On 05/13/2014 10:45 PM, Rukh Meski wrote:
On Sun, May 11, 2014 at 4:47 PM, Tom Lane <t...@sss.pgh.pa.us> wrote:
The $64 question is whether we'd accept an implementation that fails
if the target table has children (ie, is partitioned).  That seems
to me to not be up to the project's usual quality expectations, but
maybe if there's enough demand for a partial solution we should do so.

It strikes me that a big part of the problem here is that the current
support for this case assumes that the children don't all have the
same rowtype.  Which is important if you think of "child table" as
meaning "subclass in the OO sense".  But for ordinary partitioning
cases it's just useless complexity, and ModifyTable isn't the only
thing that suffers from that useless complexity.

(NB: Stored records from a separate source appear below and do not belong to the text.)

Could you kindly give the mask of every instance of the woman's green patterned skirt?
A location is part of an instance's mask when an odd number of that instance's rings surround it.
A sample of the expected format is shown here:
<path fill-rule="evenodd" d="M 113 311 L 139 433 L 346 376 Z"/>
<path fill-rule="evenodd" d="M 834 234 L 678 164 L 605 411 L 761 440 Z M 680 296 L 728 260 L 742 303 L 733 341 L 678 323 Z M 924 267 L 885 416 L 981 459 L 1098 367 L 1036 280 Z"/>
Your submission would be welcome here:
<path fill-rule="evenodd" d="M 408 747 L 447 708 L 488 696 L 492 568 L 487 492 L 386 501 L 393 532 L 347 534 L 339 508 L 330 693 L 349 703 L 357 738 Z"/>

If we had a notion of "partitioned table" that involved a restriction
that all the child tables have the exact same rowtype, we could implement
UPDATE/DELETE in a much saner fashion --- just one plan tree, not one
per child table --- and it would be possible to support UPDATE/DELETE
ORDER BY LIMIT with no more work than for the single-table case.
So that might shift the calculation as to whether we're willing to
accept a partial implementation.

None of the use cases I have in mind would ever (have to) use this on
a parent table; in the worst case it might make sense to do it on the
child tables individually.  Personally, I think that just refusing to
operate on tables with children is a reasonable start.  I have no
interest in working on improving partitioning, but I don't think
pushing this feature back in the hopes that someone else will would
help anyone.

IMHO this needs to work with inheritance if we are to accept it. It would be a rather strange limitation for no apparent reason, other than that we didn't bother to implement it. It doesn't seem very difficult in theory to add the table OID to the plan as a junk column, and use that in the ModifyTable node to know which table a row came from.

In any case, the patch as it stands is clearly not acceptable, because it just produces wrong results with inheritance. I'm marking it as returned with feedback in the commitfest app. I'd suggest that you solve the inheritance problems and resubmit.

Per the docs in the patch:

+  <para>
+   If the <literal>LIMIT</> (or <literal>FETCH FIRST</>) clause
+   is present, processing will stop after the system has attempted
+   to delete the specified amount of rows.  In particular, if a row
+   was concurrently changed not to match the given <literal>WHERE</>
+   clause, it will count towards the <literal>LIMIT</> despite it
+   not being actually deleted.  Unlike in <literal>SELECT</>, the
+   <literal>OFFSET</literal> clause is not available in
+   <literal>DELETE</>.
+  </para>

That behavior with READ COMMITTED mode and concurrent changes is surprising. Do we really want it to behave like that, and if so, why?

Why is OFFSET not supported? Not that I care much for that, but I'm curious.